The two major highlights of our trip were: 1) skydiving and 2) Sossusvlei. Let’s talk about skydiving first. As you all know, we’ve already abseiled over 100 meters from the top of Table Mountain in Cape Town and jumped off the edge of a cliff into the gorge at Vic Falls. Skydiving takes the cake. Before the trip just the idea of jumping out of a plane made my heart pound. First thing Tuesday morning the lodge we were staying in called Ground Rush Adventures to sign us up and they were there to pick us up by 10:00. No time to re-think it. The people at Ground Rush were incredibly professional and made me feel very comfortable from the beginning. After a very quick introduction we were dressed into suits, hooked into harnesses, practiced hanging out of the plane on the ground and then it was wheels up! I have to say that the scariest part of the entire experience was the guy who came up in the plane with us to do a “static line jump” (where your parachute is attached to the plane and opens automatically for you.) We’re in this itty bitty plane that sits only six people. All of a sudden the door opens and one of the guys from the plane isn’t with you anymore. You’re like “Holy crap! He just jumped out of a plane!” That was only at 3,500 feet, so we still had a ways to climb.

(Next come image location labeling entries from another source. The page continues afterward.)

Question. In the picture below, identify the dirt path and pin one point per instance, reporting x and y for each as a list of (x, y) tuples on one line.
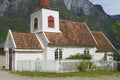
[(7, 76)]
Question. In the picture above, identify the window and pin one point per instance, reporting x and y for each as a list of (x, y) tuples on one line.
[(58, 54), (86, 51), (36, 23), (51, 21)]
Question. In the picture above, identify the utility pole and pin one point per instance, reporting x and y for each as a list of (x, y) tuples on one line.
[(1, 40)]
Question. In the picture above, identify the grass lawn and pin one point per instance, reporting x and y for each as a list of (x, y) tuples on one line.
[(69, 74)]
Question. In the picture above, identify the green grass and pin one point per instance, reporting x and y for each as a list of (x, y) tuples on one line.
[(69, 74)]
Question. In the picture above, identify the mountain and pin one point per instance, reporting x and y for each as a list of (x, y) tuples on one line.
[(14, 14), (115, 17)]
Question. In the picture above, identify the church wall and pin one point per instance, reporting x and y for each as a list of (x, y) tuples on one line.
[(27, 55), (100, 56)]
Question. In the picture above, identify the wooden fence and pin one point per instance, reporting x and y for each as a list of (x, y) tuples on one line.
[(59, 66)]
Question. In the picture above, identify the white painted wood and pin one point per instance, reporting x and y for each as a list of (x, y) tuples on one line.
[(42, 15), (67, 51)]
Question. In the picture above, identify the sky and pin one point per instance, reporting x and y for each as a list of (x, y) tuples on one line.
[(111, 7)]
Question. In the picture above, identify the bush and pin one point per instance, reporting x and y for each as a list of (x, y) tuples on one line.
[(80, 56), (85, 66)]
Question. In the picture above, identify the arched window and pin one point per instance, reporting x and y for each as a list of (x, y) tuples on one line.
[(86, 51), (51, 21), (58, 54), (36, 23)]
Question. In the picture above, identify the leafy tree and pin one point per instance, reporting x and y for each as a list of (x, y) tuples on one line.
[(116, 29), (116, 56)]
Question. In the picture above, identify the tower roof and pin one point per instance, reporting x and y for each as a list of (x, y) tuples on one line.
[(44, 3)]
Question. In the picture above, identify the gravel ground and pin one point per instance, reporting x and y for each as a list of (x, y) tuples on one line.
[(7, 76)]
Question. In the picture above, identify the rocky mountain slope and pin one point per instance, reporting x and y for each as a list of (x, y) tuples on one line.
[(15, 12)]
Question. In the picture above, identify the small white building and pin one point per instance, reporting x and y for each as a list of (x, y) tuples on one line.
[(51, 38)]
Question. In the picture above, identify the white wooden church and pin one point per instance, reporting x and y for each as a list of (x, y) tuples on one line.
[(51, 38)]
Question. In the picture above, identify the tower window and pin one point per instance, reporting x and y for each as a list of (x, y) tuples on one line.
[(58, 54), (51, 21), (36, 23)]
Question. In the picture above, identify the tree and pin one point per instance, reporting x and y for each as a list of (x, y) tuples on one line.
[(116, 29)]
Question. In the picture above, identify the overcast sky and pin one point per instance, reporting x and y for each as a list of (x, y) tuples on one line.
[(111, 7)]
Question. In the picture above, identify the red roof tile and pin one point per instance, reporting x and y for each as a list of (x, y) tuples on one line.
[(103, 43), (26, 41), (73, 33)]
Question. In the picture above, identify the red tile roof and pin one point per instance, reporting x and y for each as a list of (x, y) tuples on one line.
[(26, 41), (72, 33), (103, 42)]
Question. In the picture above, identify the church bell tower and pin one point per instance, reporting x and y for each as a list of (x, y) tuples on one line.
[(44, 19)]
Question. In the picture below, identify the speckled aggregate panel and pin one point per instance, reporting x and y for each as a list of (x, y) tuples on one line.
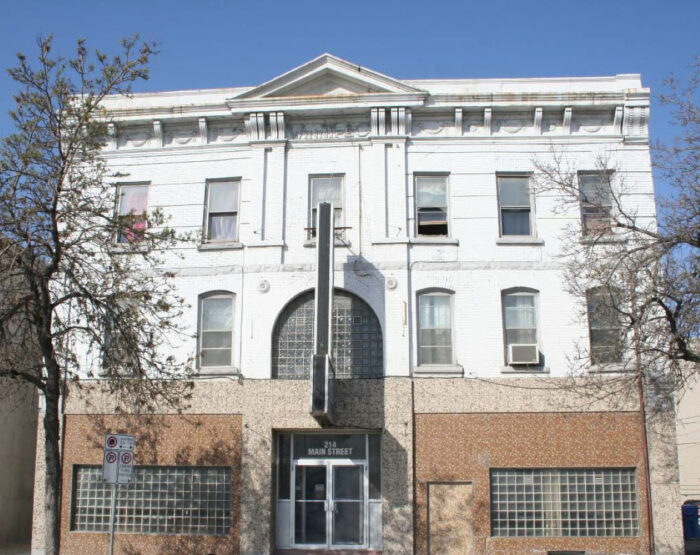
[(464, 447), (193, 439)]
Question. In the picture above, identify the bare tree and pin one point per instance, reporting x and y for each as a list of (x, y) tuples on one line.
[(82, 288), (638, 280)]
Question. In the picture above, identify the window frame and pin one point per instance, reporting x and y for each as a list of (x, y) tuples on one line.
[(218, 294), (311, 228), (605, 230), (435, 292), (619, 353), (150, 496), (416, 207), (119, 217), (625, 511), (207, 211), (531, 207), (522, 292)]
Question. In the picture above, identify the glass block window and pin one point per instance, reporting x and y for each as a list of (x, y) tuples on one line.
[(357, 338), (160, 500), (564, 502)]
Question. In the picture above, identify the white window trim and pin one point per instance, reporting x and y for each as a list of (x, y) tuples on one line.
[(523, 291), (452, 366), (416, 176), (609, 235), (518, 239), (117, 208), (340, 236), (221, 243), (230, 369)]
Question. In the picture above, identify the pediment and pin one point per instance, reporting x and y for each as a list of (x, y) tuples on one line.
[(330, 76)]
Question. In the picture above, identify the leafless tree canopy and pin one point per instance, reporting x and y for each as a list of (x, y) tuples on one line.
[(647, 271), (71, 302)]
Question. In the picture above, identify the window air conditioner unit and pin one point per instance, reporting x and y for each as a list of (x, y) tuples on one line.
[(520, 353)]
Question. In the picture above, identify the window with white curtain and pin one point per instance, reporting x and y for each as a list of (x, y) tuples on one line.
[(431, 205), (132, 205), (326, 189), (596, 202), (435, 328), (515, 205), (222, 210), (520, 317), (216, 330)]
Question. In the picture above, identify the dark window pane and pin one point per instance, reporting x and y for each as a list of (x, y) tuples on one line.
[(515, 222)]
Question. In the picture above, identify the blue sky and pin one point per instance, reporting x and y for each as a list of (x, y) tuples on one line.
[(207, 43)]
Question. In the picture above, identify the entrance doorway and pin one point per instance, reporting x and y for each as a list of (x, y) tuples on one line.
[(330, 503), (328, 491)]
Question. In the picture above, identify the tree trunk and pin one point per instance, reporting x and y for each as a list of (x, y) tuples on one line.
[(52, 478)]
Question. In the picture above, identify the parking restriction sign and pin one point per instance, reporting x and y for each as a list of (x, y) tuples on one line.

At 10,000 feet the other single jumper opens up the door and just falls right out of the plane. Again, it was like “Holy crap! He just jumped out of the plane!” But then you realize that it’s your turn. At that point you have no other choice but to trust your tandem master and do what he says. So I lean out the door, curl my legs under, put my head back on his chest and then … we are falling from 10,000 feet.